Sure, XDR tasks can be made easier by employing effective and intuitive software solutions like the ones offered via ESET Inspect, which makes the lives of security admins easier by coming pre-loaded with certain rules, with further enhancement being rather easy to configure thanks to its elegant interface. But that takes time, and it also asks the admin to know their environment enough to recognize which rules need to be configured, customized, and set up in a prioritized manner.

From there, capabilities like the automatic incident creator found in ESET Inspect can work wonders to speed up incident remediation, giving the admin more time and room to focus on other important matters.

But is that enough? Can XDR prevent ransomware attacks such as the one that targeted the above-mentioned game studio?

Time to stop ransomware

Indeed, while using XDR is one way to stop the execution of ransomware, the admins need to be fast enough to respond on time, stopping the threat in all locations, and killing it as soon as possible by knowing where the breach occurred.

XDR can help with that, as it offers a granular view of a company’s environment. During the MOVEit saga, for example, ESET Inspect managed to detect the compromise and supply admins with logs pertaining to it.

And if that is not enough, or a company requires more professional help to rapidly address mitigation and remediation needs, services including a larger capacity of security experts supplied with professional software –MDR solutions – are where it’s at.

MDR is a lot like XDR, but it adds another dimension – it is a service that also employs real-life experts to manage company cybersecurity. While XDR is a great pick for businesses with enough personnel, institutional knowledge, and capacity to tackle complex threats, MDR pushes security to greater heights as it supplies experts with deep knowledge of both the security tool at hand (XDR) and the threat environment.

This means high-level support in case of an incident, be it a random weekday, holiday, or weekend, as MDR is a 24/7/365 service. So, in case a ransomware attack happens when most of a business is out, the MDR team can still immediately respond to a threat despite the lack of in-house staff.

This rings true even for small and medium-size businesses (SMBs), which can lack such staff by design, due to limited resources. Regardless, SMBs face the same threats as large enterprises, including ransomware.

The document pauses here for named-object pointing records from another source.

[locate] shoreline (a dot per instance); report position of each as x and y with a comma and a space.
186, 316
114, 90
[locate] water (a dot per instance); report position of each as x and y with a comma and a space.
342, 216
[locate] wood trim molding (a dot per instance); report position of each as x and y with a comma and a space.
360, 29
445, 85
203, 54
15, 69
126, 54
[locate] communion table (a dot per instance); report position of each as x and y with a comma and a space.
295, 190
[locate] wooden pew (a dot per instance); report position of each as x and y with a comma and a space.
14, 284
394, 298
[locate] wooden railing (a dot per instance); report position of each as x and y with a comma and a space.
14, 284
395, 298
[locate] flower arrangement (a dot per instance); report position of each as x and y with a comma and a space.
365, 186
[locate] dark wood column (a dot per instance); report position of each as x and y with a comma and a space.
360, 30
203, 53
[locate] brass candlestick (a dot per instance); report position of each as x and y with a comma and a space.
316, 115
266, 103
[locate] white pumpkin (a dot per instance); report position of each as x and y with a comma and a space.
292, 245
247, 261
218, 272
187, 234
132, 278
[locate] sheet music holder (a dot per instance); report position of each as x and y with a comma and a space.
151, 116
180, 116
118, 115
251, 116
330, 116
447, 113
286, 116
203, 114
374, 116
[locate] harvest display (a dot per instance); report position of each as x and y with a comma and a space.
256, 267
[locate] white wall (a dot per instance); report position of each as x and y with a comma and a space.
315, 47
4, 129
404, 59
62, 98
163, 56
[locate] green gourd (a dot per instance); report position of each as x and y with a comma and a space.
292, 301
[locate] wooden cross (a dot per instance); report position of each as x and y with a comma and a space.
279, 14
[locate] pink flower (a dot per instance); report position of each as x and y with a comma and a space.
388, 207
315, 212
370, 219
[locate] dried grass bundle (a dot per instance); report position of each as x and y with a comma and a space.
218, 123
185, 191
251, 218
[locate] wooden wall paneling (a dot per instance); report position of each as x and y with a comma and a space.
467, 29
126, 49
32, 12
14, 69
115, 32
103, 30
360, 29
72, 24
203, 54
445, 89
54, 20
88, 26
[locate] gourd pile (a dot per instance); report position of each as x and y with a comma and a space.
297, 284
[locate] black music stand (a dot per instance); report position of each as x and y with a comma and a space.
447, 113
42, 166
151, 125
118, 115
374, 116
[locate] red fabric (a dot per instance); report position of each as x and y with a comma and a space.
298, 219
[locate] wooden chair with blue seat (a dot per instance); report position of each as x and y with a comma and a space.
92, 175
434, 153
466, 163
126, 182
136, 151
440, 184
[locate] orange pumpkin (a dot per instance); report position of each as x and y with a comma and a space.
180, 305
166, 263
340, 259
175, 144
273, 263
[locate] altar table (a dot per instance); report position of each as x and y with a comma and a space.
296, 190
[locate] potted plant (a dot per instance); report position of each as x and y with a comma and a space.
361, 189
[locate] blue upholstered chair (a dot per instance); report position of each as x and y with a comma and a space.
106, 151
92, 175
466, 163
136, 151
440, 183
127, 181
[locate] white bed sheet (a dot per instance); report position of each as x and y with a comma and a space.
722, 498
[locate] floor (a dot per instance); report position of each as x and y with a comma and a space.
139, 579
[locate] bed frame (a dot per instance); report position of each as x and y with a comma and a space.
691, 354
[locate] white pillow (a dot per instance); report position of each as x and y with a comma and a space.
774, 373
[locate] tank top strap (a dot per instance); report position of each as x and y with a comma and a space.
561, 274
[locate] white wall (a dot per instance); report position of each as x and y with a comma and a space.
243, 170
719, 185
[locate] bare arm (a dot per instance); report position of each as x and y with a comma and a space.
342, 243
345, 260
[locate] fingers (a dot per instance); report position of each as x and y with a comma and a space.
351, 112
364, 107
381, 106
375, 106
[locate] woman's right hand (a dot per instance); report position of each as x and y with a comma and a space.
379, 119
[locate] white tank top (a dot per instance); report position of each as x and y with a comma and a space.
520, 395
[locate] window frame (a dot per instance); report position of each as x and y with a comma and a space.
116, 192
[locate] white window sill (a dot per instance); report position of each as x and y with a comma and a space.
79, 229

And in such cases, quick action is always necessary.

Closing time

It's one thing to stop an ongoing incident, but it's an entirely different thing to proactively prevent an incident from happening in the first place.

XDR and MDR are both excellent choices in the fight against ransomware and related threats, as they empower companies to be on the lookout for even the most insidious threats.

And while all the components of a security platform such as ESET PROTECT help in protecting specific environments, a detection and response solution, whether in-house or as a service, combines all of this into a single view. It provides a refined and clear understanding of the security apparatus of a company, giving admins the right tools to respond and remediate on time.